The RSF has been accused of committing further atrocities at home, in particular as part of a security crackdown after the ouster of Bashir, when rights groups say at least 128 people were killed in a violent dispersal of a Khartoum sit-in in June 2019.
Since then, the RSF has continued to grow stronger – and richer – even as Sudan’s economy faltered. The competition for power and dwindling resources has stoked tensions with the regular army, which traditionally enjoys a stranglehold over the country’s economy, said Marc Lavergne, a Horn of Africa expert at the CNRS in Paris.

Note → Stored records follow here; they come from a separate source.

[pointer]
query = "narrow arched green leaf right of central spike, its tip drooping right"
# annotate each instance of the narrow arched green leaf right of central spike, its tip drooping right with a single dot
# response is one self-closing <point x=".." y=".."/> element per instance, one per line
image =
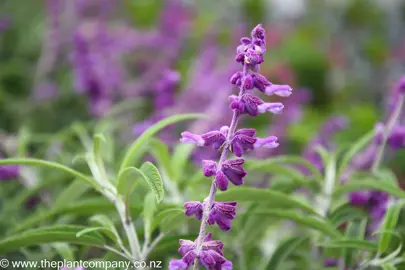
<point x="283" y="160"/>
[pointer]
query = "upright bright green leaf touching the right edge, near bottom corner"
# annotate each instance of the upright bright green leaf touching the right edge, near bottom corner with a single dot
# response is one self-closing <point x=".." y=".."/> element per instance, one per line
<point x="389" y="225"/>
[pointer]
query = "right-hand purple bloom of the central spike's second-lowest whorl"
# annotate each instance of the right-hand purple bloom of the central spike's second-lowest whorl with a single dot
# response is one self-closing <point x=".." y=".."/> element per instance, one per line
<point x="222" y="213"/>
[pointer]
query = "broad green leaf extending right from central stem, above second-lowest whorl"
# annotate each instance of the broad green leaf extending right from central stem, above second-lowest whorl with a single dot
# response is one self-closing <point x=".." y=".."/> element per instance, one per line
<point x="273" y="198"/>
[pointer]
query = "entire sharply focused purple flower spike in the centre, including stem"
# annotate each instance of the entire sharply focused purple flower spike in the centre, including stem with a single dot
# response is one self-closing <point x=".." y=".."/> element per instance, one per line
<point x="204" y="251"/>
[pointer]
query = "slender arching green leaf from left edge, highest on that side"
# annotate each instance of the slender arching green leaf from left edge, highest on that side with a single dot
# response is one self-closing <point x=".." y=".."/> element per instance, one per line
<point x="49" y="164"/>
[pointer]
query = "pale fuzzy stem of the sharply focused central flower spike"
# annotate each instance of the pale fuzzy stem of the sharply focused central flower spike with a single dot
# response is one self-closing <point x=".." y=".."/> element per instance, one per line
<point x="213" y="190"/>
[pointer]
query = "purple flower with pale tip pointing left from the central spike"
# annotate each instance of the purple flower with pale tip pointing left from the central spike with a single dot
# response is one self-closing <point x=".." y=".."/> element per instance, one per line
<point x="214" y="138"/>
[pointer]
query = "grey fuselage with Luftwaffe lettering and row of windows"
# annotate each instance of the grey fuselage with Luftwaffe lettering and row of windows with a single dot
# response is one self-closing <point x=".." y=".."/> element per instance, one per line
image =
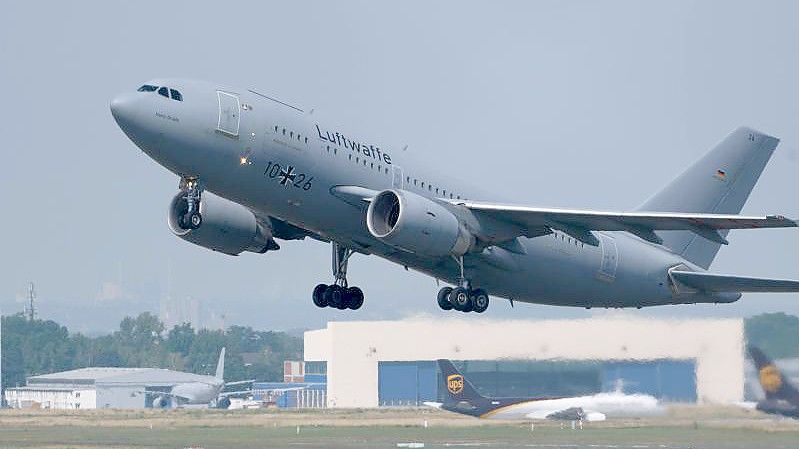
<point x="281" y="162"/>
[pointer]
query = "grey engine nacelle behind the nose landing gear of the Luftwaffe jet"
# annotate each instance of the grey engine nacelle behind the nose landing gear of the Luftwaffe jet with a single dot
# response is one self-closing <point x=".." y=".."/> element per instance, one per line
<point x="226" y="226"/>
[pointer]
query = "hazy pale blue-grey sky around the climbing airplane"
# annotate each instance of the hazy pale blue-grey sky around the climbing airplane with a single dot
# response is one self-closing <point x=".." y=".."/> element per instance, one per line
<point x="557" y="103"/>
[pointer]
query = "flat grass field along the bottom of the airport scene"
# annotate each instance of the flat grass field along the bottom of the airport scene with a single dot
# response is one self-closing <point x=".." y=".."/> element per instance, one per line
<point x="684" y="427"/>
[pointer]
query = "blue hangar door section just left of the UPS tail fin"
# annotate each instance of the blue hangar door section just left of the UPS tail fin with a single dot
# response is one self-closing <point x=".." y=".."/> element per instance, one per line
<point x="406" y="383"/>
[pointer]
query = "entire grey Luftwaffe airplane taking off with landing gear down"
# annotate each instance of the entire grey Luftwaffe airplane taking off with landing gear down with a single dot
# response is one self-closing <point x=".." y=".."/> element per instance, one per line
<point x="254" y="170"/>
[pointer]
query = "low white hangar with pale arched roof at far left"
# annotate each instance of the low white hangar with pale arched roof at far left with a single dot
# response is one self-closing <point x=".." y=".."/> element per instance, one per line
<point x="89" y="388"/>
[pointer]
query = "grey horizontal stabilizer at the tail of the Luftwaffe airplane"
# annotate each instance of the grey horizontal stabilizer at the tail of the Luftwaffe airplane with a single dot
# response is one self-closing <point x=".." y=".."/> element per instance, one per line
<point x="719" y="283"/>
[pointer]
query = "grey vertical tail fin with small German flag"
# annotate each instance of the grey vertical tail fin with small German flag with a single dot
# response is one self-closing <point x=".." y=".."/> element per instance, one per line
<point x="719" y="183"/>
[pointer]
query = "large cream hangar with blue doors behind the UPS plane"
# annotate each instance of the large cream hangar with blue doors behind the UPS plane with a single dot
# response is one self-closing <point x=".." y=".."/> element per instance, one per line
<point x="384" y="363"/>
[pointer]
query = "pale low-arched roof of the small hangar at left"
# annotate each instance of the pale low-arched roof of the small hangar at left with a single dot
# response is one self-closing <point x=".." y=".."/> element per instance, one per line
<point x="138" y="376"/>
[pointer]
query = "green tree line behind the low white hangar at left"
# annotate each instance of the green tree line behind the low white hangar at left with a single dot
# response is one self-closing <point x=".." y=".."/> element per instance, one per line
<point x="44" y="346"/>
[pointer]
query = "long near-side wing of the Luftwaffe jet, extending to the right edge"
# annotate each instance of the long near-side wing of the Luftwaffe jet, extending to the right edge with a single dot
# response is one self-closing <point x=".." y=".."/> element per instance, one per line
<point x="535" y="221"/>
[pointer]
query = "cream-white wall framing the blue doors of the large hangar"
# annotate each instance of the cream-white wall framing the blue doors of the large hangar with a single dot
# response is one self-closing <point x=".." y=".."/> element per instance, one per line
<point x="352" y="350"/>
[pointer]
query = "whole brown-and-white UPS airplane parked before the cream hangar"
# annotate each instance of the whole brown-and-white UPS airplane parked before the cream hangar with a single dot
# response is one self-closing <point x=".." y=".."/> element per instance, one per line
<point x="461" y="397"/>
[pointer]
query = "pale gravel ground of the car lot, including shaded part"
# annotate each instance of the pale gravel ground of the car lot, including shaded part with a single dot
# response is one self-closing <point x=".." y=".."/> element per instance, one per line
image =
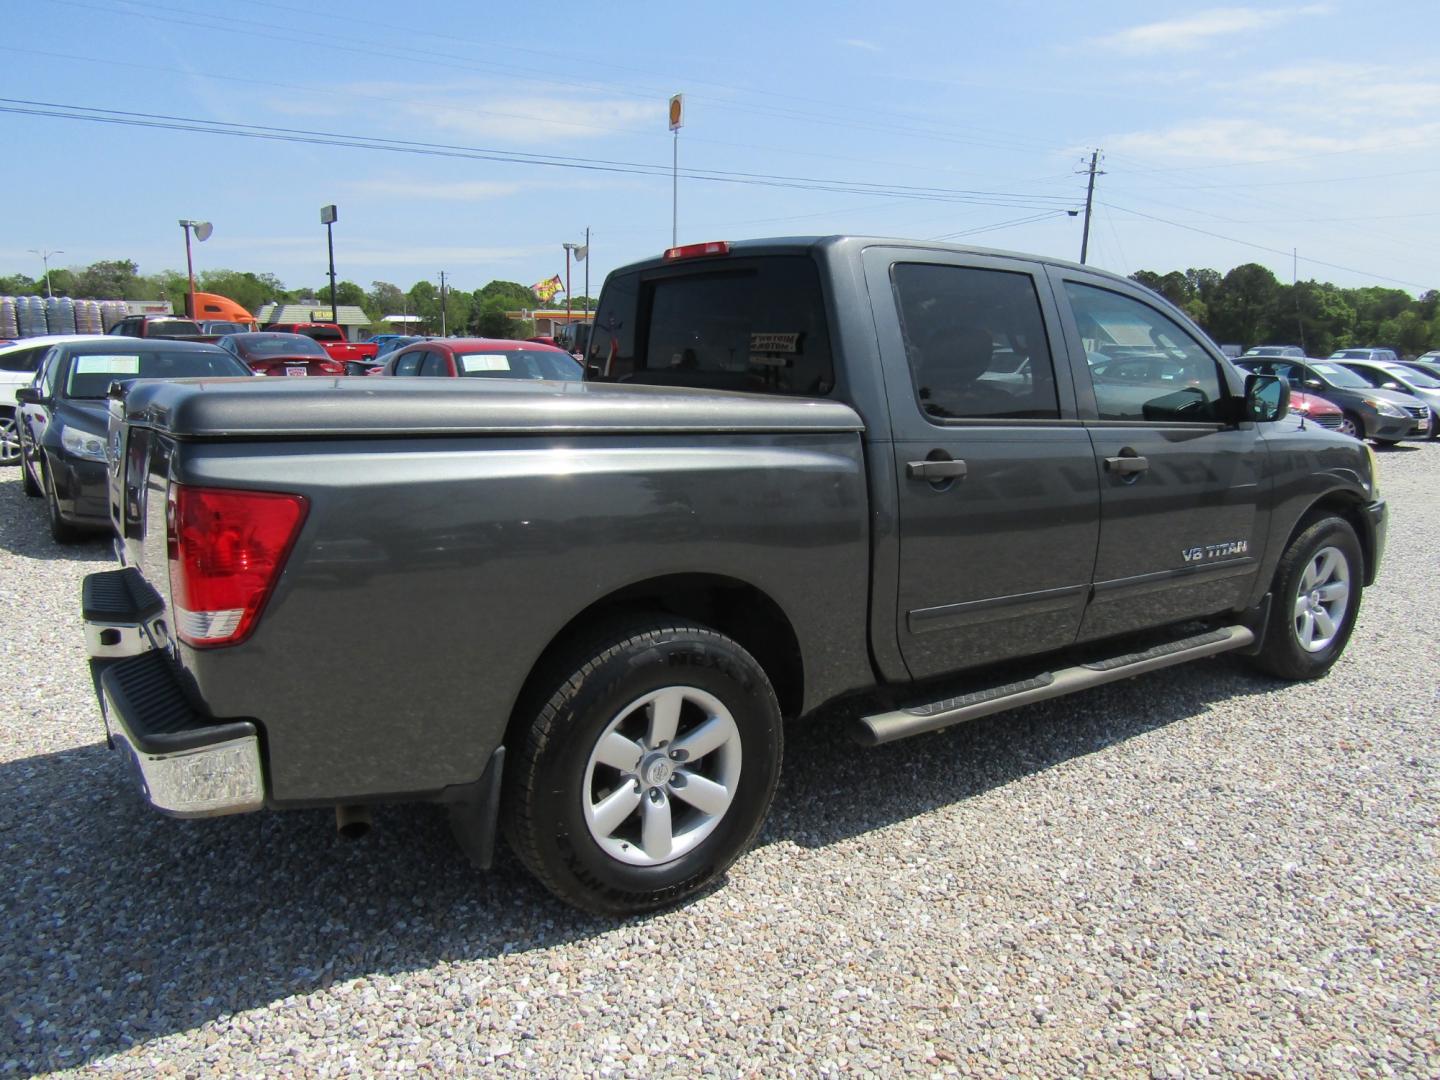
<point x="1197" y="872"/>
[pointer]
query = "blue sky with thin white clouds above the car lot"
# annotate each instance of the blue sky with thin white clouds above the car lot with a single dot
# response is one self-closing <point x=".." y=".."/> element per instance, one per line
<point x="1230" y="135"/>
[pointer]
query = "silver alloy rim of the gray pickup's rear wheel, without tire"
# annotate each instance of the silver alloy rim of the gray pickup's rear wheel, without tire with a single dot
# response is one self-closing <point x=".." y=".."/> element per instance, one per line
<point x="662" y="777"/>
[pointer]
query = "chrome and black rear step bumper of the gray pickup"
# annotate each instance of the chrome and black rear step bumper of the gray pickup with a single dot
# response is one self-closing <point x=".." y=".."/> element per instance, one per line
<point x="189" y="765"/>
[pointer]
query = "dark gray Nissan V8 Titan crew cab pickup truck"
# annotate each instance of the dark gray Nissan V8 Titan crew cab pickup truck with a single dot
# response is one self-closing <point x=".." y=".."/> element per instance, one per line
<point x="894" y="483"/>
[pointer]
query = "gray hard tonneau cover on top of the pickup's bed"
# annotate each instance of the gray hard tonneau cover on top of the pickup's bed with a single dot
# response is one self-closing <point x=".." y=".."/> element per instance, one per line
<point x="377" y="407"/>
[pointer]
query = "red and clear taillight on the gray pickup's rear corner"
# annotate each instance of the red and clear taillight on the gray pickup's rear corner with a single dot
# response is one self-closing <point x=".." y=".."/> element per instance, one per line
<point x="227" y="551"/>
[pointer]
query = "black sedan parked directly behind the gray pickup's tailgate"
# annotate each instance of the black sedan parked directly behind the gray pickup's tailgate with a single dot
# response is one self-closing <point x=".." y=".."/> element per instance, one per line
<point x="64" y="418"/>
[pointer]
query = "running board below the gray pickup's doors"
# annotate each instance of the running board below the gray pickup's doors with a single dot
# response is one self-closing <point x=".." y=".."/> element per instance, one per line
<point x="901" y="724"/>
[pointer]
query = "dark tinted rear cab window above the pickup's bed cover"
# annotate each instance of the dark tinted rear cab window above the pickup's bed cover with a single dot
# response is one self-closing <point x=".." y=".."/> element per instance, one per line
<point x="755" y="325"/>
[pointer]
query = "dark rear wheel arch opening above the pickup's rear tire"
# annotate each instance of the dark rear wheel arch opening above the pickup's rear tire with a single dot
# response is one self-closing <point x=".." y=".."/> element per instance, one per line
<point x="735" y="608"/>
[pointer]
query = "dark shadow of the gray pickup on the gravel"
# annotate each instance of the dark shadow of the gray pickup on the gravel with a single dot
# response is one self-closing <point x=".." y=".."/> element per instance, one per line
<point x="122" y="927"/>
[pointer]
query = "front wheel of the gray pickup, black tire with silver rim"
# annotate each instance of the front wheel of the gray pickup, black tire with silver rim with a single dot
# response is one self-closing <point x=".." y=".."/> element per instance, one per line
<point x="1285" y="653"/>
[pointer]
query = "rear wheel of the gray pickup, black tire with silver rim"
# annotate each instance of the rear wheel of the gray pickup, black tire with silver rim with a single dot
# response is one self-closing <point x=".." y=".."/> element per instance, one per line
<point x="555" y="786"/>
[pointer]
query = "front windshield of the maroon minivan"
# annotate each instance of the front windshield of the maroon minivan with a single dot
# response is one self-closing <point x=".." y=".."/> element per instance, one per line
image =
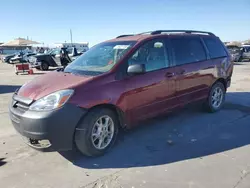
<point x="100" y="58"/>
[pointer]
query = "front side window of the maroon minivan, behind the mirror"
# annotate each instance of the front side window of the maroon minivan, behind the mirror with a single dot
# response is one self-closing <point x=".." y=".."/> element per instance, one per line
<point x="152" y="54"/>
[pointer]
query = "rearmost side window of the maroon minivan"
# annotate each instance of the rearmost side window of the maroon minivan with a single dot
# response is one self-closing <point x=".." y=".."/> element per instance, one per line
<point x="215" y="48"/>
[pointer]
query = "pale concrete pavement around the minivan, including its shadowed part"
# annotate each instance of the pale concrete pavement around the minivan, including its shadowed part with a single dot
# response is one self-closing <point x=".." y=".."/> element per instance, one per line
<point x="188" y="148"/>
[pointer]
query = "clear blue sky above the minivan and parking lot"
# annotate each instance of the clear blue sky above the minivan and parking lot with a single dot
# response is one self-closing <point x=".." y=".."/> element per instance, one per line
<point x="49" y="21"/>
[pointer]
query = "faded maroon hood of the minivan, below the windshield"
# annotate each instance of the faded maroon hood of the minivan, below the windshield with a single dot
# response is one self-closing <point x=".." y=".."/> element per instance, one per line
<point x="49" y="83"/>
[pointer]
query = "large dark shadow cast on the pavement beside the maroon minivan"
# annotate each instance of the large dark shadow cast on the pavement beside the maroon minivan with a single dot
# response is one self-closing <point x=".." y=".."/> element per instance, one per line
<point x="185" y="134"/>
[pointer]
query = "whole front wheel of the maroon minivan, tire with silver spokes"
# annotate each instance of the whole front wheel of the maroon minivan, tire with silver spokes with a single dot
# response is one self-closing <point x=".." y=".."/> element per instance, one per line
<point x="84" y="134"/>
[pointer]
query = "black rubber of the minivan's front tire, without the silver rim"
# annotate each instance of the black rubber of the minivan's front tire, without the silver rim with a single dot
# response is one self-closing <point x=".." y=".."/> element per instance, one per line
<point x="83" y="139"/>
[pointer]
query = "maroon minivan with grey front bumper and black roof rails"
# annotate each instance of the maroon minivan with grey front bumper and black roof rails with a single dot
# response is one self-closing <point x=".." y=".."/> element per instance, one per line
<point x="118" y="83"/>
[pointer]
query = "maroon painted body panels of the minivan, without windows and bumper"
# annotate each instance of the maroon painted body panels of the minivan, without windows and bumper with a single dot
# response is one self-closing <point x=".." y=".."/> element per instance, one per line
<point x="137" y="97"/>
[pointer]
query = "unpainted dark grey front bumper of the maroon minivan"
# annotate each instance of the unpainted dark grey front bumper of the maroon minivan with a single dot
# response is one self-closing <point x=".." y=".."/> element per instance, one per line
<point x="51" y="129"/>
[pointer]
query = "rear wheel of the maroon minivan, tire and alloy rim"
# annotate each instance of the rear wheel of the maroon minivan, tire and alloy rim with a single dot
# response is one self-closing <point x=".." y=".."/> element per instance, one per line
<point x="210" y="103"/>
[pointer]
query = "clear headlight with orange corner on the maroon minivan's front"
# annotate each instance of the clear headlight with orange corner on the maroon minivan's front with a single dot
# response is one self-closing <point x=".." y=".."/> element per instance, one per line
<point x="52" y="101"/>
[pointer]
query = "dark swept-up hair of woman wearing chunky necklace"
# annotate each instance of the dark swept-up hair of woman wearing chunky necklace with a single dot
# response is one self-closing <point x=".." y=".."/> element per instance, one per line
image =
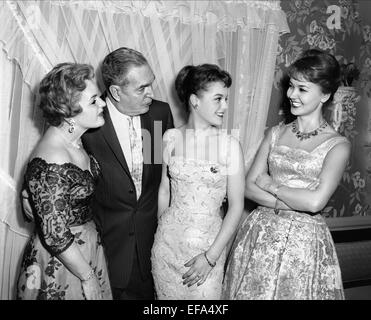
<point x="318" y="67"/>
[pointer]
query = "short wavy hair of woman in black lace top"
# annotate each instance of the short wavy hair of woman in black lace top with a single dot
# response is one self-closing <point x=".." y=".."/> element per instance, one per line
<point x="60" y="91"/>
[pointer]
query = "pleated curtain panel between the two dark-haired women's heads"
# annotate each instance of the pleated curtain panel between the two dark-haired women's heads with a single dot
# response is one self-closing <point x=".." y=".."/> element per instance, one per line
<point x="253" y="78"/>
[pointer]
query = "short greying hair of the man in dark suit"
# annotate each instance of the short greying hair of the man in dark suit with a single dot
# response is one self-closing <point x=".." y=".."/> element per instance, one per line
<point x="117" y="64"/>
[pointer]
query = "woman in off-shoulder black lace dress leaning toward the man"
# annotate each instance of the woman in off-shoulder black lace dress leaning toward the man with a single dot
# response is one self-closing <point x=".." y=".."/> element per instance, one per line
<point x="64" y="258"/>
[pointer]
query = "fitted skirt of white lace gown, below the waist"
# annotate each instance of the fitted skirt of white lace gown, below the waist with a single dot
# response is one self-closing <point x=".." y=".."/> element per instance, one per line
<point x="180" y="236"/>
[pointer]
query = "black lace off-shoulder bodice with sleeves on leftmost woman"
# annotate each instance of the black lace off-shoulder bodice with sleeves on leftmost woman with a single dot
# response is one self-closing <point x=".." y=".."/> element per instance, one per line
<point x="60" y="197"/>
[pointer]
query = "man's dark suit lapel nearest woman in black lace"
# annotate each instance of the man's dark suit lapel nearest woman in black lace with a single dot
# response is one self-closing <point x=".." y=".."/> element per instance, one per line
<point x="112" y="141"/>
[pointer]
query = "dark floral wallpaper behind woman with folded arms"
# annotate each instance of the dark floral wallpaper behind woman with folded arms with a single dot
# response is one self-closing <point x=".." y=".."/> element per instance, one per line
<point x="340" y="27"/>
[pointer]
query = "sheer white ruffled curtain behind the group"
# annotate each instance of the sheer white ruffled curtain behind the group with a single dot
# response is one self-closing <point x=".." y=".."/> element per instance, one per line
<point x="240" y="36"/>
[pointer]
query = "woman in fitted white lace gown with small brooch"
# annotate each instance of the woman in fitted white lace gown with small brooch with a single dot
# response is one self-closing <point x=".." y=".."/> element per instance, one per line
<point x="202" y="165"/>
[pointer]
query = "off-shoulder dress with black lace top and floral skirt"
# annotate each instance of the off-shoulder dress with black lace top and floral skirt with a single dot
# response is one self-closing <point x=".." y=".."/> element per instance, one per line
<point x="60" y="196"/>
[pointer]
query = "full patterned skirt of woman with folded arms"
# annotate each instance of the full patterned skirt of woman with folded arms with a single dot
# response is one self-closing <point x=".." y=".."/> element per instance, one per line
<point x="284" y="256"/>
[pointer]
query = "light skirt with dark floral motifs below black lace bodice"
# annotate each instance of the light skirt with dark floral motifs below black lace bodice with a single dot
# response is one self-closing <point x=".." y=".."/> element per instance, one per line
<point x="44" y="277"/>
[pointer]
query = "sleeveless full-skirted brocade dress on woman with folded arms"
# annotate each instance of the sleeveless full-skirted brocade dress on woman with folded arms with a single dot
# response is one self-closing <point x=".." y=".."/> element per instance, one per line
<point x="289" y="255"/>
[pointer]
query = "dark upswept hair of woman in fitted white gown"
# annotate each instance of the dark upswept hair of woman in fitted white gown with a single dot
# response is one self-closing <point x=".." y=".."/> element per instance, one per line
<point x="193" y="79"/>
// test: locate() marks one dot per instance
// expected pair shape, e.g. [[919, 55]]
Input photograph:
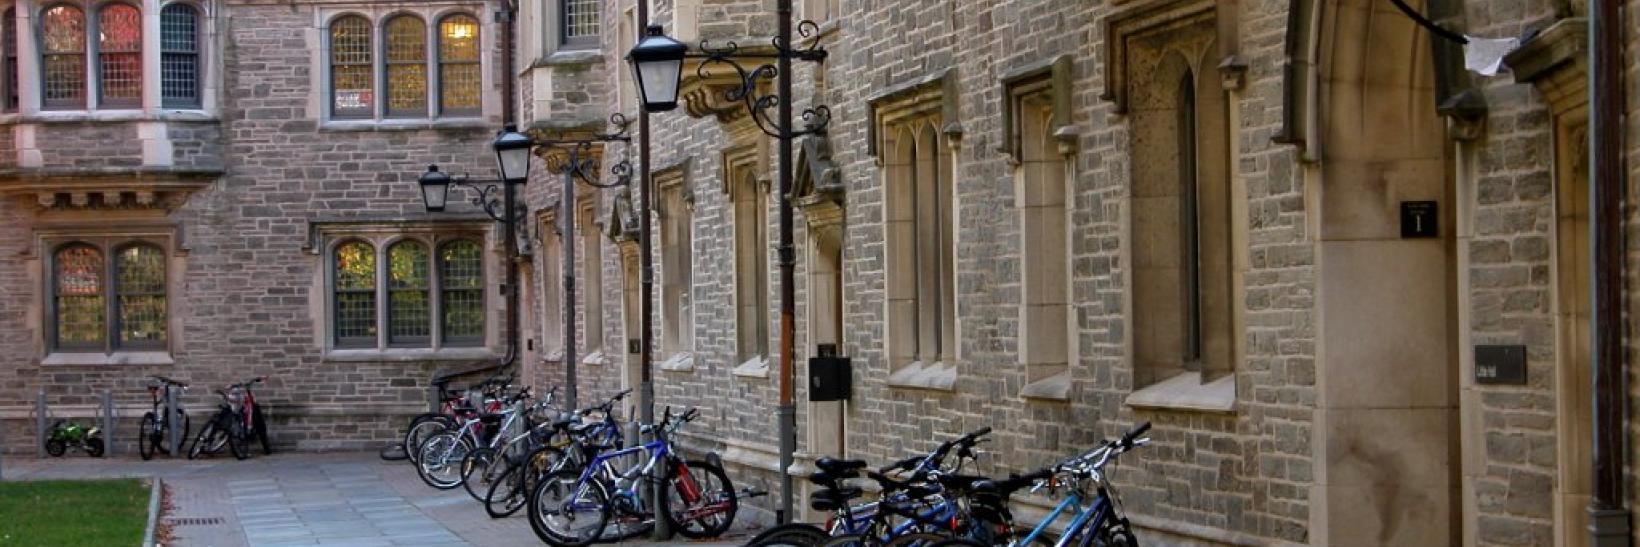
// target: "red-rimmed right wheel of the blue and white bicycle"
[[699, 500]]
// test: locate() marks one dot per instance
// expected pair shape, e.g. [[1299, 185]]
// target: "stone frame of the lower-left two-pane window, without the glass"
[[109, 248]]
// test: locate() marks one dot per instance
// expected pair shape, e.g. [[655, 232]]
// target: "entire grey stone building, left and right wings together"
[[1055, 219]]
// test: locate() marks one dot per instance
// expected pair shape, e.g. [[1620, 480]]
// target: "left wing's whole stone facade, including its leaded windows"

“The two forces are locked in an existential struggle for power and for control over resources,” he explained. “Civilians are caught in this tussle between two giants that are destroying one another, at the expense of the Sudanese people.”
Since fighting erupted on Saturday, 97 civilians have been killed and hundreds have been wounded, said the Sudan Doctors' Syndicate, a pro-democracy group, though the number of casualties is thought to be far higher. There has been no official word on the number of fighters killed.
The chaotic scenes of fighting are unprecedented for Khartoum, with tanks, artillery and warplanes operating in densely populated areas of the capital. Fighting has also spread to the war-wrecked western Darfur region and areas of northern and eastern Sudan, near the borders with Egypt and Ethiopia – underscoring the RSF’s extensive reach.
“One of the reasons this is such a nightmare scenario is that both sides have bases across the country, fighting in cities and towns around the country,” said the ICG’s Boswell.
It was an attempt to rein in Hemedti’s force, and bring it under the army’s control, that precipitated this nightmare scenario.
“The RSF is resisting being rolled into the national army, fearful of becoming subservient not only to civilians but also to generals in the army – having their grade, their rank, their salaries reduced,” said Hudson at the CSIS. “This is really about power politics between these two entities.”
The power politics now threaten to plunge the entire country into a protracted conflict, with potentially devastating implications for the wider region.
“Sudan is in the middle of a very unstable region itself, bordering Libya, Chad, the Central African Republic, South Sudan, Ethiopia, Eritrea and Egypt. Obviously instability in Sudan will not stay in Sudan,” said Boswell.
“So if this really falls apart there’s going to be even bigger questions than whether or not we can get civilian rule back in Sudan,” he added. “It will be a proper regional disaster.”